Why, I knew you would
I had a feeling that you would leave, but it still hurts.
I said "why, why, the words don't come to me like they should"
I can't express how I feel the way I want to.
These city streets breathe and I wish I could leave
The city is alive and bustling, but I wish I could escape it all.
But they're beggin for the right to be heard
The city streets are chaotic and loud, everyone is fighting to be heard.
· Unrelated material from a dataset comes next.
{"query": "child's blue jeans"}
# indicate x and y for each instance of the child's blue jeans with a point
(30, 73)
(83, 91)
And I try to scream, "yea this is all a dream
I want to shout out that this is all just a nightmare.
And this situation seems so absurd"
The circumstances I find myself in are so ridiculous.
"This doesn't seem to fit", I say as I sit
I can't make sense of this situation, and I sit there feeling lost.
With my head in my hands on the curb
I'm so overwhelmed that I collapse in despair with my head in my hands.
And this doesn't make sense, which makes no difference
Even though I can't make sense of it all, it doesn't change the reality of the situation.
Because I never get what I should deserve
I feel like I never get what I deserve, no matter how hard I try.
No I never get what I should deserve
I never seem to receive what I feel is rightfully mine.
Cause I am predictable, closed-minded
I am predictable and set in my ways, unwilling to change and grow.
You were my sanity now I can't find it
You were my source of comfort and stability, but now I feel lost without you.
I am predictable
I am stuck in a routine and can't seem to break free.
Why, I knew you would
I knew you would leave, and it hurts me deeply.
I said "Why, why, the words don't come to me like they should"
I can't seem to express how I feel the way I want to.